Mumsnet has not checked the qualifications of anyone posting here. If you need help urgently or expert advice, please see our domestic violence webguide and/or relationships webguide. Many Mumsnetters experiencing domestic abuse have found this thread helpful: Listen up, everybody

How do you know?

4 replies

Alan81 · 20/03/2024 19:13

How do you know when you are ready to let someone new into your life?

In summary. I'm shortly coming up to 12 months since my previous 16yr relationship failed. In that time I have come a long way, focused on myself and my 2 boys who I have shared 50/50 parenting with my ex partner.

When I have my boys it's great, when I don't have them it can feel lonely, all my closest friends are settled in long term relationships/married with children it can be bloody hard arranging suitable time and occasions to hang out or go for a pint.

I've dipped my toe into online dating but yeah, less said about that the better lol

OP posts:
Pinkbonbon · 20/03/2024 19:32

Just whenever you feel like doing so.
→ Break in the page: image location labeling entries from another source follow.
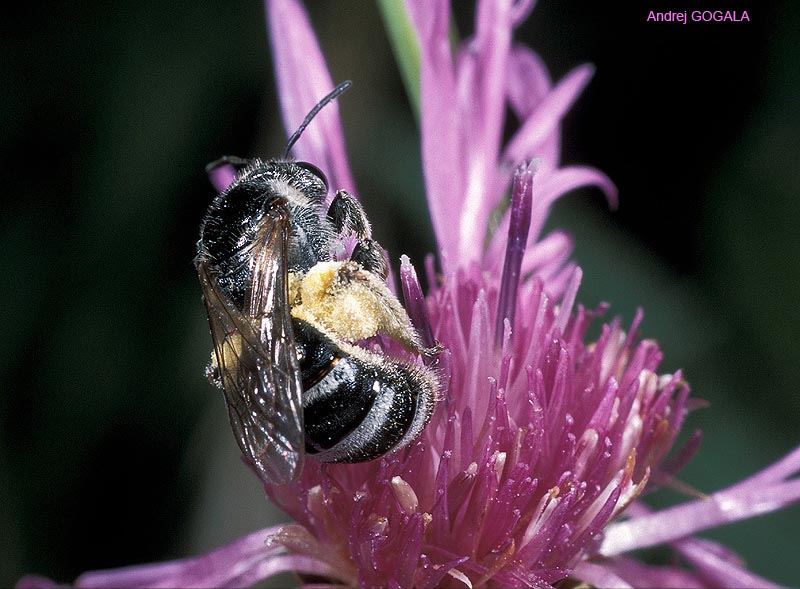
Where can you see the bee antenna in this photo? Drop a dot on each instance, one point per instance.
(310, 116)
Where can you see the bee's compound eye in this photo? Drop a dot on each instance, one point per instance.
(314, 170)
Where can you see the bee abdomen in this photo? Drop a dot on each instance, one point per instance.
(361, 410)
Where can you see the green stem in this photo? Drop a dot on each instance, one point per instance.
(403, 38)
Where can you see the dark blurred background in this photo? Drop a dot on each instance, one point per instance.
(115, 450)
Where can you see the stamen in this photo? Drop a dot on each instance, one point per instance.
(519, 224)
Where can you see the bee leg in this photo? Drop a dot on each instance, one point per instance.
(347, 216)
(371, 257)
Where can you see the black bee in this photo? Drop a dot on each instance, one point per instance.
(285, 318)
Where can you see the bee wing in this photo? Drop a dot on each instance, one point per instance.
(257, 359)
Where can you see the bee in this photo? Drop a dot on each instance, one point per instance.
(286, 318)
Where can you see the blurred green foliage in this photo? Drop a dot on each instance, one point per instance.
(113, 448)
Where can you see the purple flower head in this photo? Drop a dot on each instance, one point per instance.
(533, 467)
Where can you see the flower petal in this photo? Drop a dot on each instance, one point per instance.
(440, 127)
(717, 568)
(519, 224)
(544, 120)
(481, 83)
(599, 576)
(683, 520)
(303, 79)
(645, 576)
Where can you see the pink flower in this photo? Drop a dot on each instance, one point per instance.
(533, 467)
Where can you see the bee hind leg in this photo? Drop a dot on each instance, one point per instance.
(348, 217)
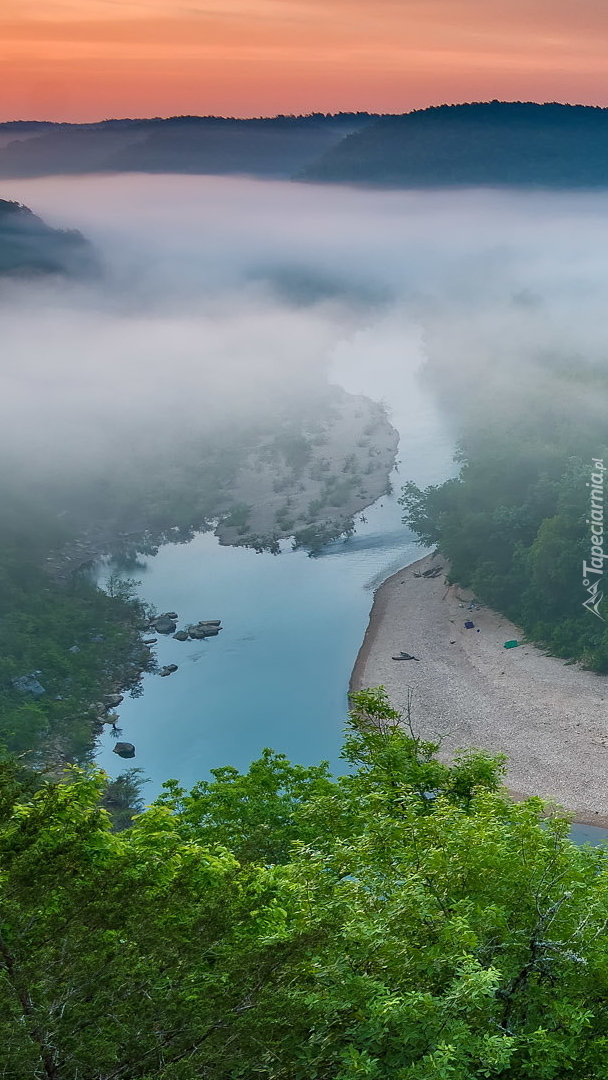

I mean it's not like these things just happen. You could date for years and not find anyone you want to settle with. There's also no obligation to have any certain fixed kind of relationship. You could pursue something that's light and easy and doesn't involve merging homes or families.

Tbh after 16 years in a relationship, I'd be reluctant to rush into another. I'd provably focus on developing friendships, hobbies etc...

But it's your life, do what you feel like doing. Just make sure to keep yourself clued up on red flags and how to spot them. Dating after 17 years out of the loop can be a minefield.

Gettingonmygoat · 20/03/2024 19:35

You will just know. A very wise person told me it takes a month for every year of your relationship for you to grieve, recover and move on and i think they were right. Don't go looking for a long term relationship straight away, just date and see what comes of it. You need a bit of fun and a bit of freedom, the rest will follow. Enjoy

Alan81 · 20/03/2024 19:54

Thank you

OP posts:
SKG231 · 20/03/2024 19:58

I would probably get more comfortable being alone first. You don’t want to end up with the wrong person just because you don’t want to be alone. There’s something very liberating and self empowering about being happy and comfortable in your own company.

see your time when the kids are with your ex as your time to treat yourself. Take long baths, do you nails, binge a box set, start reading books (Lisa Jewel thrillers are good) go for walks, take up a dance/exercise class. Don’t be scared to go out for coffee/to the cinema alone!